Serge et Jonathan avaient eu vite exploré ce désert barbelé, électrifié, monotone et hostile. Ils avaient renoncé aux amusements champêtres. Le coin où s’élevait leur maison était encore le plus vivant, le plus gai, le plus libre qu’ils puissent voir. Alors ils s’occupaient sagement chez eux, ou Serge faisait une escapade au village. Il y retrouvait quelques enfants de son âge, surtout à l’épicerie, où était leur quartier général. Là, dans l’arrière-boutique et dans la cave, avaient lieu des bêtises silencieuses ou bruyantes que Serge ne racontait pas.

Parfois, il y allait dès le matin. Il revenait vers l’heure du déjeuner ; il aurait volontiers ramené ses camarades, mais leurs parents refusaient. Il les rejoignait au village après le repas. Jonathan, qui préférait faire ses achats l’après-midi, le croisait souvent, lui et sa bande.
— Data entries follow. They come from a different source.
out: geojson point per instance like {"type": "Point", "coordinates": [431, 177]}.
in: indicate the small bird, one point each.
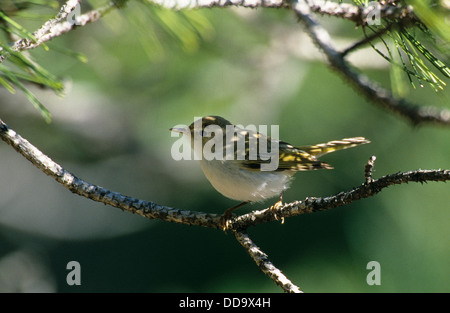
{"type": "Point", "coordinates": [239, 174]}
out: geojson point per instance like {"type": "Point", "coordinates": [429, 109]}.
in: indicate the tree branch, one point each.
{"type": "Point", "coordinates": [78, 186]}
{"type": "Point", "coordinates": [238, 224]}
{"type": "Point", "coordinates": [373, 91]}
{"type": "Point", "coordinates": [261, 259]}
{"type": "Point", "coordinates": [59, 26]}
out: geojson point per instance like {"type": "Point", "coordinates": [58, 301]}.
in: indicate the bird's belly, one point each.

Un jour de pluie, une course en sac envahit l’épicerie de sacs à patates où gigotaient quatre ou cinq mioches hilares. Des rayons furent bousculés, des conserves roulèrent. Compère aimable, le marchand, qui avait donné les sacs, cria un peu mais laissa jouer. D’ailleurs son fils menait la cavalcade.

Plus tard dans l’été, un car pullman rafla les enfants du village. En effet, la petite municipalité proposait à bas prix les services d’une lointaine colonie de vacances, et cela soulageait les femmes. Seuls les adolescents, qui pouvaient aider aux travaux mécaniques, restèrent là. Il n’y eut plus une voix gaie dans les rues, plus une figure fraîche aux fenêtres. Serge délaissé se replia sur Jonathan.

Puis les gamins réapparurent. Mais Serge ne s’intéressa plus à eux.